Who knows where the time goes?

It’s that time again. The time of reorganising and backing up data prior to a computer rebuild. (All versions of Windows rust, and my main computer is long overdue for a clean-up.) And I got that recurring thought – how about a list of all the creatures ever hatched? Hang on, didn’t I start a blog for that?

Why, yes. Yes I did.

The data situation is actually borderline frightening, as I appear to have accumulated about 1.5Tb of data over the past quarter century. Much of that is duplicates, and I’ve finally started making a concerted effort to clear the clutter. There’s no point keeping this stuff if I can’t actually find anything when I need it. But it’s a bit of a fraught process, because not only does it take time to assess everything, it runs the risk of being the virtual equivalent of tidying up – where you start with the best of intentions, only to be found 3 hours later, lost in some fascinating book or project that happened to light in the process, and the tidying still undone.

With the computer data, there’s the added emotional weight of finding projects that were abandoned (due to lack of energy or time, or occasionally inspiration) and the realisation of the lost opportunities. It’s something I could do without at the moment, as the tides of mid-life are still being a right PitA, and the physical and mental fall-out of that is stealing a lot of the little energy and time I have left. There never seems to be enough time to do the things you want to do when you find them. And no, I’m not talking about computer games there – though I haven’t done a huge amount with those over the last couple of years, either. Everything’s been about getting by.

Drifting

As one of Nathan W. Pyle’s Strange Plant beings said recently, “I don’t know how to use my life.” I’m at one of those landmark life ages where there’s a strong desire to either enter hermitage or develop a problematic relationship with alcohol and run off with a 19-year old.

As the current economic climate renders alcoholism prohibitively expensive, and 19-year olds are currently a greater-than-usual risk to life and limb thanks to the coronavirus, it seems the hermitage option is probably the safest bet for the time being.
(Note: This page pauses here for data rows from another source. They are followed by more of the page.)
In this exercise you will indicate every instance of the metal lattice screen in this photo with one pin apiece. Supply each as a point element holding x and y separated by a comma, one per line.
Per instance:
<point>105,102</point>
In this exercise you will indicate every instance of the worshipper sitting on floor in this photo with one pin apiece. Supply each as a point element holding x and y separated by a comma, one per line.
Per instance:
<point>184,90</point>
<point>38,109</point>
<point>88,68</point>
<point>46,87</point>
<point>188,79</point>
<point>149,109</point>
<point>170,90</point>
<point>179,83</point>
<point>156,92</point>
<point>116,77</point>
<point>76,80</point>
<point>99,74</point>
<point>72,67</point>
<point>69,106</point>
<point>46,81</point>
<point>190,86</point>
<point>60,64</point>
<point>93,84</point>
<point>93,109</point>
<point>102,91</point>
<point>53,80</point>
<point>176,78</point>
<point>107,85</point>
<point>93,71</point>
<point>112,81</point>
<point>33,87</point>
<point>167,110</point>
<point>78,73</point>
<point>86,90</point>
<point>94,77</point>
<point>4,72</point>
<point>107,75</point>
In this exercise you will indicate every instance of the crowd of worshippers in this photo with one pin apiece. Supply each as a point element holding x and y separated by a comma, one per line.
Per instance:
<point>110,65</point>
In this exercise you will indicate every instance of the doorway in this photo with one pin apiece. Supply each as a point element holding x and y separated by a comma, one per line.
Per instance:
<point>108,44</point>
As I have sufficient computer kit to run the games I want to, this shouldn’t be an issue, but I’m struggling to settle to anything at the moment. I have no goal, no aim.
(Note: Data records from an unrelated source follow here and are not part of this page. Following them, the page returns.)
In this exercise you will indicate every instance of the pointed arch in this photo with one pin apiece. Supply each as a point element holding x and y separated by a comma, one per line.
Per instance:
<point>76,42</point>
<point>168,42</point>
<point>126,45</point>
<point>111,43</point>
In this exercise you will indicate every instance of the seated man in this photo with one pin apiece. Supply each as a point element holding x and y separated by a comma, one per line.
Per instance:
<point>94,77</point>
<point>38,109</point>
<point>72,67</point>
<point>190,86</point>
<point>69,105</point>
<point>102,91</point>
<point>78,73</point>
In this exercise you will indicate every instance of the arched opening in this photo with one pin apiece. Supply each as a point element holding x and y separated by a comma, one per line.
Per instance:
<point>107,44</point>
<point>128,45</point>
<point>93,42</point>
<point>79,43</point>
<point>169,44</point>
Humans are games-playing creatures. We’re good at self-defining (often pointless) goals and (arbitrary) rules to achieve them. One can assume from this setup that what we’re after is the experience of playing the game, not attainment of the goal. So it’s ironic that without a goal (however pointless) there seems to be no point playing the game. This is where I find myself at the moment. I’ve tried a number of goals and rulesets for size, and nothing fits – I’m coming to the conclusion that it’s playing the game that doesn’t interest me. To use an old expression, “the game isn’t worth the candle”.

I don’t think this is depression; I’ve had depression in the past and this doesn’t feel like it. Someone said, “we don’t stop playing when we get old, we get old because we stop playing.” Maybe I’m just too old.

Not joking about the procrastination

2 years, eh? I refer any readers to the dictionary definitions (I know you kids hate ’em) for “regular” as opposed to “frequent”.

Another day, another blog I’d forgotten entirely about. However. Due to a long-fought-against transfer of my main computing from Windows 7 to Windows 10, I’m now struggling to get old favourites up and running on Microsoft’s latest hellware. Thank the gods for GOG, that’s all I can say.

I last had a play with Cyberlife’s (later GameWare’s) Creatures about 5 years ago. It seems I used the GOG version on that occasion and set up a new world. Creatures, for anyone who doesn’t remember (or wasn’t alive at the time) was the first significant artificial life sim (not, you notice, artificial intelligence – but life, based on digital DNA). The original game came out in the mid-90s, and there’s still something of a community going. C2 was a dismal disappointment – it ramped up the complexity but killed the playability in the process – and I’d lost interest by the time C3 and Docking Station came around, although I got into those some years later. C4 never materialised and, as far as I’m aware, the franchise has now been abandoned apart from some sterling open source work in the community. User-created add-ons have always been a strong factor of these games from the word go.

I’ve obviously played original Creatures enough over the years that I can remember all the pitfalls of setting it up, but I’ll have to track down the required files required to offset the initial niggles, and check which of those are required by GOG (their Albian Years version comes with 1.0.4 as standard but I doubt there are other, user-created patches installed). When I’ve got that sorted out – I’m sure I’ve written it all down before – I’ll do another post so I’ve got a record somewhere. At some point I might even do the same for C3/DS, but I seem to remember that was an absolute sod to set up, even on Windows 7, so we’ll have to see. In all honesty, I’m likely to lose interest or memory of the entire blog before that happens.